3. Dive into your servings of historical conversion rates, from the first funnel stage all the way to closed-won. This will inform you on how your sales team has traditionally done in the past, shaping the accuracy of your current forecast. We suggest having at least 365 servings of historical data – or a year’s worth – but the more historical data you have, the better.
4. Prepare a marinade mixture using each of the company’s 4 averages: average sales cycle (on winning opportunities), average loss cycle, average deal size and average conversion rate from each stage to Closed-Won. These are the benchmarks that each of your open opportunities should be measured against.
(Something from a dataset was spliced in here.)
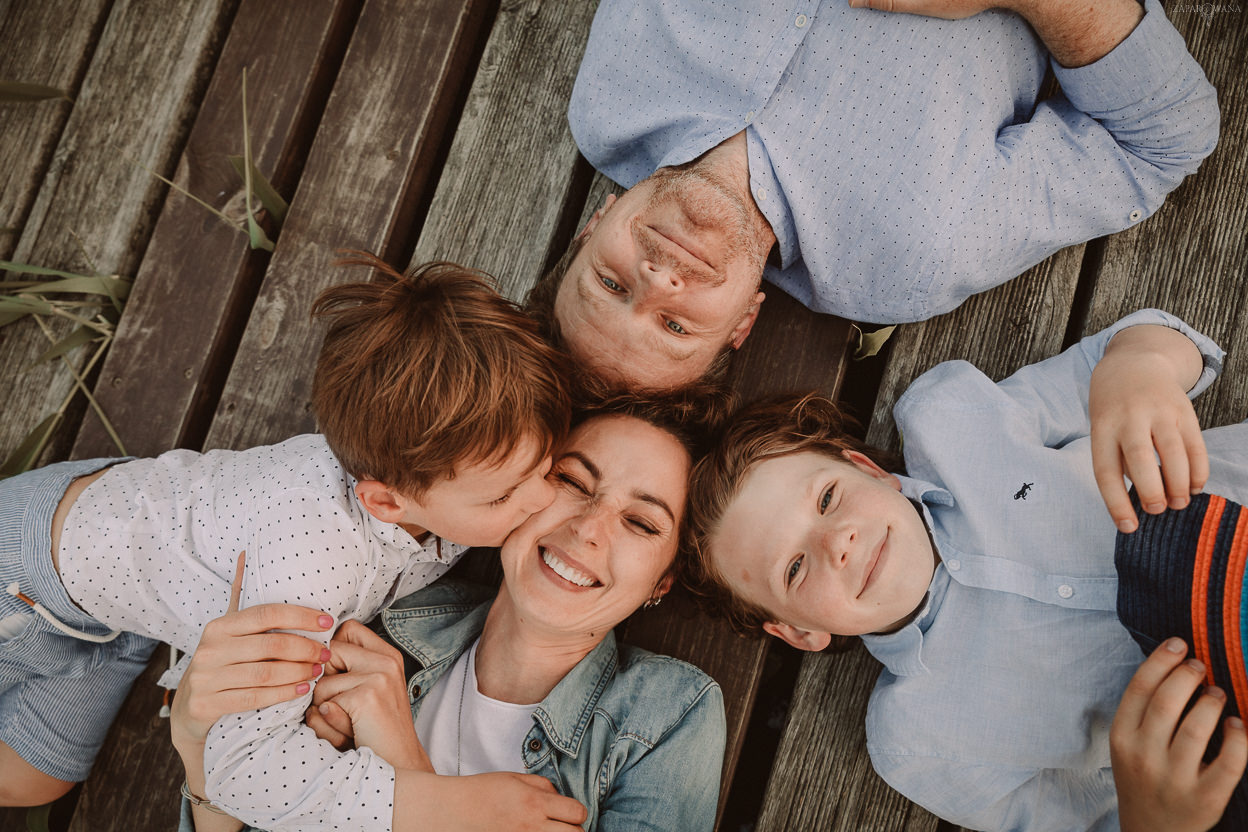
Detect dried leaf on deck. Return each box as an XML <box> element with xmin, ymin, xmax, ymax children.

5. Take stock of the opportunities in your pipeline for this forecasting period, looking at them through the lens of your 6 teaspoons of essential sales pipeline metrics. These are:
Stage – which stage is the opportunity is currently in? Opportunities in very early stages should not be included in this sales forecast.
Age – how long has this opportunity been in this stage? Opportunities that have languished in particular stages for more than 2x or 3x your typical sales cycle should be considered “at-risk.”
Size – how valuable is this opportunity? Opportunities that are worth 3x or more of your typical average deal size should be considered “at-risk.”
Engagement – how much engagement has the rep had on this opportunity in the past 10 business days? If there is little to no activity, it should not be forecasted to close in this period.
Effort – how much overall effort has been expended on this opportunity? This should be measured by tracking activities logged in your CRM. You don’t want to spend a lot of effort on opportunities that are not likely to close.
Slippage – how many times has this close date changed or been pushed back? Slippage is a key indicator that of an opportunity stalling.
6. Sprinkle a pinch – but just a pinch – of your rep’s intuition on top of your data-driven forecast. You want to start your recipe with the data-based ingredients, and then decide how much of the rep’s intuition you should add as a garnish. Sometimes, reps just have ‘happy ears’ and think all of their opportunities will close indiscriminately. However, other times they might have inside information – based on a private conversation with the prospect, for example – that might lead them to believe something other than what the data is showing.
7. Your data-driven sales forecast is now ready to serve to your CEO or Board of Directors!